The city of Hutto came to terms to purchase the system that provides most of the water to residents and businesses in the city.
Heart of Texas Water Suppliers will sell its water system to the city for $59 million, a move officials said will stabilize water rates for customers. City Manager Odis Jones was authorized to negotiate for the system with a maximum price of $63 million.
“This will mitigate the rate increases that were scheduled,” said Walter Kulakowski, managing director of public finance for Mesirow Financial, which teamed with the city to structure the deal. “We have been negotiating since January and this is a huge victory for the city.”
Although Hutto only uses 800,000 gallons of water per day, it is currently charged for 2 million gallons. By the end of August, the city’s contract called for the city to be charged for 3 million gallons per day from Heart of Texas. The city also buys smaller amounts of water from the city of Taylor and Manville Water Supply Corp.
“You’ll take ownership of the system and stabilize rates for the community for the foreseeable future,” Kulakowski said.

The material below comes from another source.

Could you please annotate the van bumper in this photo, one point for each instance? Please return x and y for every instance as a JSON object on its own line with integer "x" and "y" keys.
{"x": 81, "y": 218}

Jones said purchasing the water system rids the city of a bad contract and allows the city to grow and lower the rate over time as more customers come online to the system.
“That’s a big deal for the city,” Jones said. “You control your destiny. For a growing town, water is liquid gold.”
Earlier this week, Jones announced an agreement to stop a water increase from 2 million gallons per day to 3 million gallons per day. The increase in volume, and therefore the rate increase to customers, was put on hold as negotiations continued.
“Years ago when this contract was negotiated, under the take or pay provisions, a one-third increase in water volume was set to hit the city and then its residents in August,” Jones said. “Yesterday’s problem had become today’s reality, and would prove limiting to Hutto’s ability to grow economically.”
The contract, signed in 2004, was affected by slowed growth in 2008. Residents, officials said, have paid for the difference since, with the contract in place until 2054, until the purchase is finalized. The deal will save the city millions of dollars, Jones said.
“It’s good for the community,” he said. “It allows us to move forward.”
Jones will now wrap up the purchase after City Council’s 7-0 approval. More information regarding the issuance of bonds will follow during September meetings.